PHNOM PENH —
In recent months dozens of ethnic minority Montagnard people from Vietnam have crossed the border into Cambodia complaining of harassment by the Vietnamese authorities. Most are still hiding out in the forests in northeastern Cambodia, fearful that the Cambodian authorities will deport them - contrary to the country’s international obligations.
More than 50 Montagnard asylum-seekers are believed to have crossed into Cambodia in recent months, yet just 13 are having their asylum claims assessed by the government in Phnom Penh.
Most of the rest are hiding out in the forests of Cambodia’s northeast near the border with Vietnam, fearful that the Cambodian authorities will deport them.
Under the Refugee Convention, Cambodia must assess the claims of all asylum-seekers, but it’s not doing that, said Wan-Hea Lee, the country representative for the U.N.’s human rights office.
Little more than a week ago, local authorities in northeastern Ratanakiri province prevented Lee’s staff from trying to find the asylum-seekers and assist them. The same thing happened in December.
Lee said the actions of provincial officials could be blamed on the lack of a clear message from the powerful central government. She said that meant officials in the northeast were unsure how to proceed.
“At the local level, the national level, the different departments, officials that are involved, they don’t have the sense that it’s safe for them to proceed and actually grant them that right to the procedure. So everybody is sort of looking at the other and waiting for signs for a green light, which up to now hasn’t been coming,” she said.
In addition to the 13 asylum-seekers, who say they fled religious persecution, and whose claims are being assessed by the government’s refugee office in Phnom Penh, 10 more are waiting on the department to register them. The U.N. says more than 30 others are believed to be in hiding.
Earlier this month, Cambodian authorities deported at least one Montagnard family, including three children, without assessing their claims, describing them as economic migrants.
A recent public letter by the U.S. Ambassador to Cambodia, William Todd, reminded the Cambodian government that the international community was concerned at the treatment of the Christian minority Montagnards.
Kem Sarin, who heads the Cambodian government’s refugee office at the Ministry of Interior, insisted that Phnom Penh stood by its position that all foreigners seeking asylum would have their applications properly assessed.
“The government is willing to [process] all foreigners who are applying for the asylum-seekers. We don’t say especially for just Montagnards. Any other foreigner who approach application to us for asylum-seeker, government will process their document,” said Sarin.
When asked why the authorities in the northeast have threatened to deport Montagnards, Kem Sarin said that was different.
“These people they are not apply for asylum-seeker [status] so why did they not do the procedure? They don’t apply. We don’t receive any application. They are - I don’t know. That is the authority of the province - you couldn’t ask me about this,” said Kem.

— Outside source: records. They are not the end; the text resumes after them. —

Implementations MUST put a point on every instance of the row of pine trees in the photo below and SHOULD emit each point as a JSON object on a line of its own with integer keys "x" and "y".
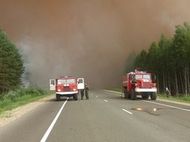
{"x": 11, "y": 64}
{"x": 169, "y": 59}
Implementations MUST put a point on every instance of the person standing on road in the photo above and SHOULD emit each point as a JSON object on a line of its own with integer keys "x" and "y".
{"x": 168, "y": 93}
{"x": 82, "y": 93}
{"x": 86, "y": 91}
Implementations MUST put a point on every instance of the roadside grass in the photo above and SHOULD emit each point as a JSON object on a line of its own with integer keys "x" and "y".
{"x": 180, "y": 98}
{"x": 19, "y": 97}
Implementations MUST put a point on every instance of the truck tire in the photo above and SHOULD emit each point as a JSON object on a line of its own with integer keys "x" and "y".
{"x": 57, "y": 97}
{"x": 145, "y": 96}
{"x": 126, "y": 95}
{"x": 75, "y": 97}
{"x": 133, "y": 95}
{"x": 153, "y": 96}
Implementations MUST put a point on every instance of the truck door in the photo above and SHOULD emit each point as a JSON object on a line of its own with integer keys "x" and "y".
{"x": 52, "y": 84}
{"x": 80, "y": 83}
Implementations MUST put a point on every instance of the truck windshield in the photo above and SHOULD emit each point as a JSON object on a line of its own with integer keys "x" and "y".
{"x": 138, "y": 76}
{"x": 144, "y": 76}
{"x": 65, "y": 81}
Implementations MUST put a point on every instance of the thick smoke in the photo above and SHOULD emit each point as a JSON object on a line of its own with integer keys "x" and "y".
{"x": 90, "y": 38}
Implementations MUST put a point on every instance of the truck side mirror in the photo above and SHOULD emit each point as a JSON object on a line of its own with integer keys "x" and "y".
{"x": 154, "y": 78}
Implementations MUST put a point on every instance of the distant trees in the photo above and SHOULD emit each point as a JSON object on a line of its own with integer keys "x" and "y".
{"x": 11, "y": 64}
{"x": 169, "y": 59}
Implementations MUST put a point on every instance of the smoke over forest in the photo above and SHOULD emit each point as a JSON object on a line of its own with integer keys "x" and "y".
{"x": 90, "y": 38}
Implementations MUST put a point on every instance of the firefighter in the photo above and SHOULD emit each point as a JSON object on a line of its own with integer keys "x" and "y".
{"x": 168, "y": 93}
{"x": 82, "y": 93}
{"x": 86, "y": 91}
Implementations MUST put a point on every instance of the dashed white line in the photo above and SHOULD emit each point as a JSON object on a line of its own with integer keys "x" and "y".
{"x": 127, "y": 111}
{"x": 168, "y": 106}
{"x": 106, "y": 101}
{"x": 44, "y": 138}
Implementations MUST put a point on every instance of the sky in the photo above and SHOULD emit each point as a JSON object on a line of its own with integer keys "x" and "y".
{"x": 94, "y": 39}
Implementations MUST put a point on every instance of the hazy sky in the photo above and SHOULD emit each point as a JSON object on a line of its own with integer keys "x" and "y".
{"x": 90, "y": 38}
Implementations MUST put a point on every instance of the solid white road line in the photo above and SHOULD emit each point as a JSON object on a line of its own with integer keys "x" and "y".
{"x": 127, "y": 111}
{"x": 44, "y": 138}
{"x": 106, "y": 101}
{"x": 117, "y": 92}
{"x": 168, "y": 106}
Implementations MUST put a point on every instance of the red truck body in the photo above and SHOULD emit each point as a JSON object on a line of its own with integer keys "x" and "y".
{"x": 67, "y": 87}
{"x": 139, "y": 83}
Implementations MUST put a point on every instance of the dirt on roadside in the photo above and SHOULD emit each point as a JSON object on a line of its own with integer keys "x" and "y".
{"x": 9, "y": 116}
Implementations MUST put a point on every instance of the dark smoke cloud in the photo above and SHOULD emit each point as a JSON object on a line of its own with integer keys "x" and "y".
{"x": 90, "y": 38}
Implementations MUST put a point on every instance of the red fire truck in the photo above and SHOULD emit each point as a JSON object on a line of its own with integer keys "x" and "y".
{"x": 139, "y": 83}
{"x": 65, "y": 86}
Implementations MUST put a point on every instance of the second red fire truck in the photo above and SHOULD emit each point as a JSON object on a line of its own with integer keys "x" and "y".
{"x": 139, "y": 83}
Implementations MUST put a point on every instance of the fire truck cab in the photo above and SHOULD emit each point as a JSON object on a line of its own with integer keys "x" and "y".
{"x": 139, "y": 83}
{"x": 65, "y": 86}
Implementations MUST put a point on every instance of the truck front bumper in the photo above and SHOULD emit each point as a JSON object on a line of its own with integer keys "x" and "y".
{"x": 70, "y": 93}
{"x": 151, "y": 90}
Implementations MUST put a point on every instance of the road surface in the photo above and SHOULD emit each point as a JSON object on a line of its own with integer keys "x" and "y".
{"x": 106, "y": 117}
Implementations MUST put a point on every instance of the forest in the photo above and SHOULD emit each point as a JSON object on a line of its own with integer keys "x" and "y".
{"x": 169, "y": 59}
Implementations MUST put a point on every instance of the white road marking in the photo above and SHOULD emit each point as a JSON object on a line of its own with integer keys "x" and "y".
{"x": 117, "y": 92}
{"x": 106, "y": 101}
{"x": 127, "y": 111}
{"x": 44, "y": 138}
{"x": 168, "y": 106}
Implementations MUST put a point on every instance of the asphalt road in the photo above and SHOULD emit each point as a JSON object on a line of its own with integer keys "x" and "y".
{"x": 106, "y": 117}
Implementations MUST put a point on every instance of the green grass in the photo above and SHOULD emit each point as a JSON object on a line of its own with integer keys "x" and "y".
{"x": 16, "y": 98}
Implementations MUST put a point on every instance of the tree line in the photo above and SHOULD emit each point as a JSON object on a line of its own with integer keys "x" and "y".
{"x": 169, "y": 59}
{"x": 11, "y": 64}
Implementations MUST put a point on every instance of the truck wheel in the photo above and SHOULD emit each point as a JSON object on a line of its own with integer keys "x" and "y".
{"x": 145, "y": 96}
{"x": 133, "y": 95}
{"x": 153, "y": 96}
{"x": 57, "y": 97}
{"x": 126, "y": 95}
{"x": 75, "y": 97}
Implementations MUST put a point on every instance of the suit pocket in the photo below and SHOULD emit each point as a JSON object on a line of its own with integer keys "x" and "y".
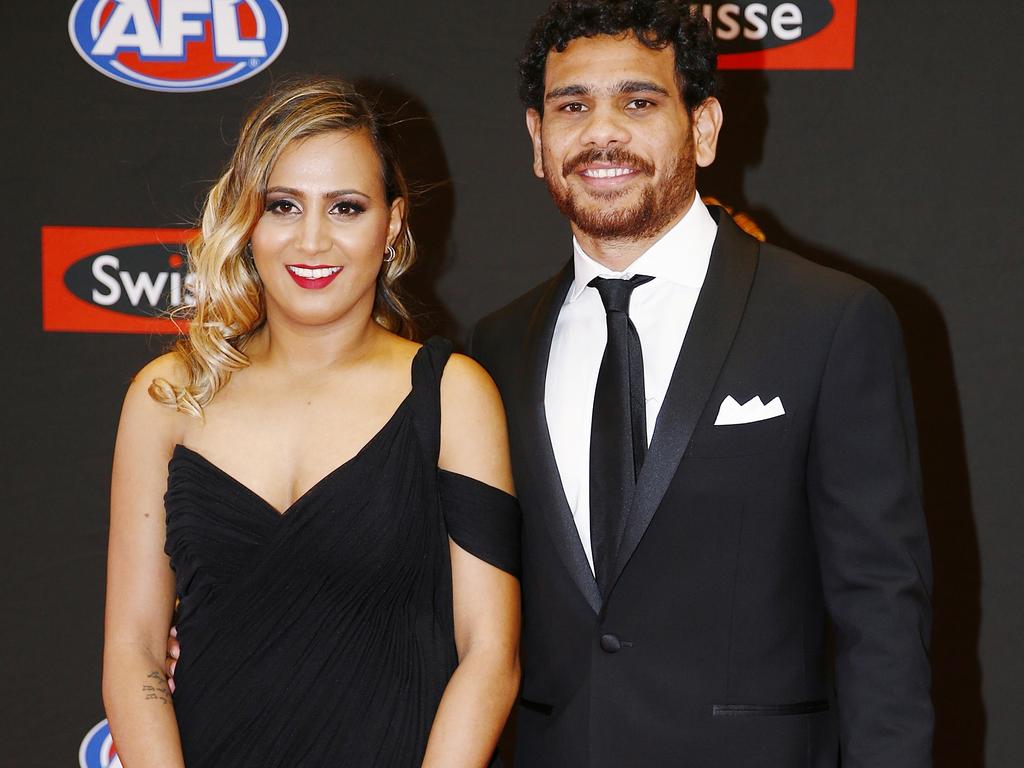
{"x": 738, "y": 439}
{"x": 801, "y": 708}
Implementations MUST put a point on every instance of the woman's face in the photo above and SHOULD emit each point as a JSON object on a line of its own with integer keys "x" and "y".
{"x": 320, "y": 243}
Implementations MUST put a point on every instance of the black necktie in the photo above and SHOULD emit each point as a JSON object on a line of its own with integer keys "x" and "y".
{"x": 619, "y": 428}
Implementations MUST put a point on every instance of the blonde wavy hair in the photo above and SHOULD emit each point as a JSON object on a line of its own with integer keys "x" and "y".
{"x": 228, "y": 295}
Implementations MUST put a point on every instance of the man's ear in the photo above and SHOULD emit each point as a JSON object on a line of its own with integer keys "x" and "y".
{"x": 708, "y": 120}
{"x": 534, "y": 126}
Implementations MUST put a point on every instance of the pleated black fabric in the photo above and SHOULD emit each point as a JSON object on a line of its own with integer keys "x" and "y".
{"x": 324, "y": 636}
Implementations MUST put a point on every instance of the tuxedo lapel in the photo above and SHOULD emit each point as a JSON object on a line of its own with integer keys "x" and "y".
{"x": 713, "y": 327}
{"x": 549, "y": 495}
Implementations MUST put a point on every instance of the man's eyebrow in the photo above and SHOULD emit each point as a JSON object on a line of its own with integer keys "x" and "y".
{"x": 641, "y": 86}
{"x": 627, "y": 86}
{"x": 567, "y": 90}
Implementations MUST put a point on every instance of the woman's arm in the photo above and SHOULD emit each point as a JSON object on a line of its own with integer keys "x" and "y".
{"x": 139, "y": 582}
{"x": 480, "y": 693}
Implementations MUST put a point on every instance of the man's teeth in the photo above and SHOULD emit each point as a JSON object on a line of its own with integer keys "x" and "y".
{"x": 606, "y": 172}
{"x": 325, "y": 271}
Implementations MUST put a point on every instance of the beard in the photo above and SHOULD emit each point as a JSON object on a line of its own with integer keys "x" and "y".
{"x": 598, "y": 216}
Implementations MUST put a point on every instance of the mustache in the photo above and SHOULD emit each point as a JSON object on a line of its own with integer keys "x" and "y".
{"x": 615, "y": 156}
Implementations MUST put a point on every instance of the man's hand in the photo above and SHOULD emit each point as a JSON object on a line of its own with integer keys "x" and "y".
{"x": 173, "y": 651}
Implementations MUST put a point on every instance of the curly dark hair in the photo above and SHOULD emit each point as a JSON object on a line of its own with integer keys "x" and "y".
{"x": 655, "y": 24}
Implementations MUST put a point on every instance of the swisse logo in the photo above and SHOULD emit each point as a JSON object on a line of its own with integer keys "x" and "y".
{"x": 97, "y": 749}
{"x": 114, "y": 281}
{"x": 153, "y": 283}
{"x": 801, "y": 35}
{"x": 178, "y": 45}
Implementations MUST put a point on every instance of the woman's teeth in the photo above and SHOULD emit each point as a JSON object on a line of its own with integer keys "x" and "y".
{"x": 314, "y": 273}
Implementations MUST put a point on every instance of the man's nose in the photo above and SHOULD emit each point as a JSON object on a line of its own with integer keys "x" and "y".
{"x": 606, "y": 126}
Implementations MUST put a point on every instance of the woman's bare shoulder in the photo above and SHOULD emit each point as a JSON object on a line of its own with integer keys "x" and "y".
{"x": 142, "y": 411}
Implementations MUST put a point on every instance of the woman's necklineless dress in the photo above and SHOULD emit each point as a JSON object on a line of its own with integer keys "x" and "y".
{"x": 324, "y": 635}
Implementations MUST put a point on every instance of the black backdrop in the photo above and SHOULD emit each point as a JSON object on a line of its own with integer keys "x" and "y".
{"x": 902, "y": 171}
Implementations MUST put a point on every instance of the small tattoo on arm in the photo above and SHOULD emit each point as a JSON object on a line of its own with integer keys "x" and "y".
{"x": 156, "y": 690}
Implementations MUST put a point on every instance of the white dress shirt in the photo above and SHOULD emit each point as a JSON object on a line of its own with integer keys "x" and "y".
{"x": 660, "y": 310}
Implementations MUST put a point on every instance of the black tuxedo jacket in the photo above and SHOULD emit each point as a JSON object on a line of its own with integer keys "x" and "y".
{"x": 710, "y": 648}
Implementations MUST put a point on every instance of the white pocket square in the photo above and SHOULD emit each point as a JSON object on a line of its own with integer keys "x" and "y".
{"x": 752, "y": 411}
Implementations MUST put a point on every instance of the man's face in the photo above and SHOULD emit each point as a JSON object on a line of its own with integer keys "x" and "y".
{"x": 616, "y": 145}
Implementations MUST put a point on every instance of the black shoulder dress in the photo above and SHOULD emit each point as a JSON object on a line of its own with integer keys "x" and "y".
{"x": 324, "y": 636}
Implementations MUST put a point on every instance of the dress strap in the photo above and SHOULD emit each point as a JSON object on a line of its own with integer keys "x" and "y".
{"x": 428, "y": 367}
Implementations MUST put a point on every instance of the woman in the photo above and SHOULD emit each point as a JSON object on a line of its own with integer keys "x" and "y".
{"x": 339, "y": 531}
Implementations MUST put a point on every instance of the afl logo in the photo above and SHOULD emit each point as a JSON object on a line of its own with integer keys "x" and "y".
{"x": 97, "y": 749}
{"x": 178, "y": 45}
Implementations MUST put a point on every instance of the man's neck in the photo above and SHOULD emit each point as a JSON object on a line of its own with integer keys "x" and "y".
{"x": 619, "y": 254}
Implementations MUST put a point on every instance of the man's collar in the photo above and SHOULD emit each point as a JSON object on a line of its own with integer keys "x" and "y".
{"x": 680, "y": 256}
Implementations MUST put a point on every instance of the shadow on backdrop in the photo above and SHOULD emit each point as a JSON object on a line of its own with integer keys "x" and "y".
{"x": 960, "y": 709}
{"x": 421, "y": 155}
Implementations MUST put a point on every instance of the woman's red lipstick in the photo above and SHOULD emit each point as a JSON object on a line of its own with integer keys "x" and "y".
{"x": 313, "y": 276}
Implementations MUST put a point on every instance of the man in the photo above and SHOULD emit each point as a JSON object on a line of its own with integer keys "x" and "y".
{"x": 711, "y": 462}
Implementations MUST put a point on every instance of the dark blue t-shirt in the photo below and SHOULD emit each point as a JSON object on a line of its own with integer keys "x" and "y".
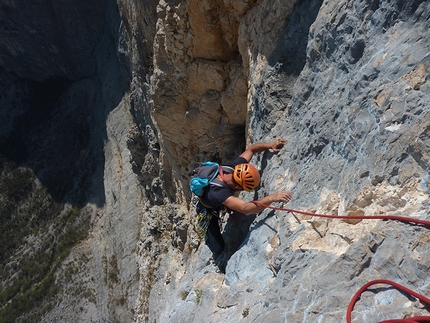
{"x": 213, "y": 195}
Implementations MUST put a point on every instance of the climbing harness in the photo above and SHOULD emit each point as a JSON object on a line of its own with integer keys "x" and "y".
{"x": 417, "y": 319}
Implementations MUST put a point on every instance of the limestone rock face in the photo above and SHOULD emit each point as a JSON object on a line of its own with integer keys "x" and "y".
{"x": 131, "y": 94}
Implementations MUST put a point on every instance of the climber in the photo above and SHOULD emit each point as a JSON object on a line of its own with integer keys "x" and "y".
{"x": 236, "y": 176}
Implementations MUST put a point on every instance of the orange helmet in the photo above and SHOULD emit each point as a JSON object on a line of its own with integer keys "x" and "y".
{"x": 246, "y": 176}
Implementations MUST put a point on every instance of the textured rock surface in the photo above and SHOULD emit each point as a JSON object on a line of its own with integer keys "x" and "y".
{"x": 145, "y": 89}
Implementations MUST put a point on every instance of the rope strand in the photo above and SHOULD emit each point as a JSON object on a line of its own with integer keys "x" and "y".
{"x": 372, "y": 217}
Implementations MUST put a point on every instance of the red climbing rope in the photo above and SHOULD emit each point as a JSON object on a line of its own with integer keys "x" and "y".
{"x": 373, "y": 217}
{"x": 417, "y": 319}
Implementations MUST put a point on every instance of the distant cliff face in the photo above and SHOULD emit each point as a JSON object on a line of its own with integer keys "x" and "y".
{"x": 119, "y": 100}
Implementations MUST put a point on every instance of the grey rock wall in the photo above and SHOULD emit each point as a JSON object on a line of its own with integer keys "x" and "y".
{"x": 352, "y": 101}
{"x": 140, "y": 91}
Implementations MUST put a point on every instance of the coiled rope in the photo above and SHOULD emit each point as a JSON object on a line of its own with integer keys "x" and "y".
{"x": 417, "y": 319}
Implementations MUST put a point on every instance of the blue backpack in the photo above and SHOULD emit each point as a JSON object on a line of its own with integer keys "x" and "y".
{"x": 205, "y": 174}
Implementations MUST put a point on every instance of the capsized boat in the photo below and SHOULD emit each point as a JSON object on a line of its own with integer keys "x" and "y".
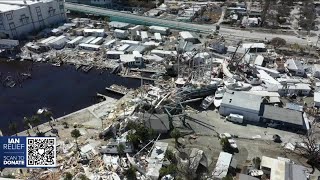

Although Cambodia appears to be flouting its obligations under the Refugee Convention, its position is tricky.
Rights groups have long complained that Vietnam’s government oppresses its minority groups, which pushes people into Cambodia.
The close relationship between Hanoi and Phnom Penh means Vietnam is likely exerting pressure on Cambodia. Cambodia recently threatened to deport even those Montagnards granted refugee status unless a third country agreed to take them.
The U.N.’s Wan-Hea Lee said that, more than ever, Cambodia’s actions were in the spotlight. That was because of the controversial deal Cambodia signed with Australia last year to take refugees from Australia in exchange for millions in aid.
“Cambodia today is a country that I think understands that it needs to show that it will abide by the terms of the Convention, more so today than that at any other point because it signed this bilateral deal, because it’s pledged time and time again that it would abide by the Convention. And this is for, in the eyes of many, many people, a test case of whether that commitment will be followed through,” she said.
Despite that public attention, the U.N. human rights office has failed to start a two-way discussion with senior members of the Cambodian government.
Until the central government tells local officials they are to abide by the terms of the Refugee Convention, it seems unlikely that much will change on the ground.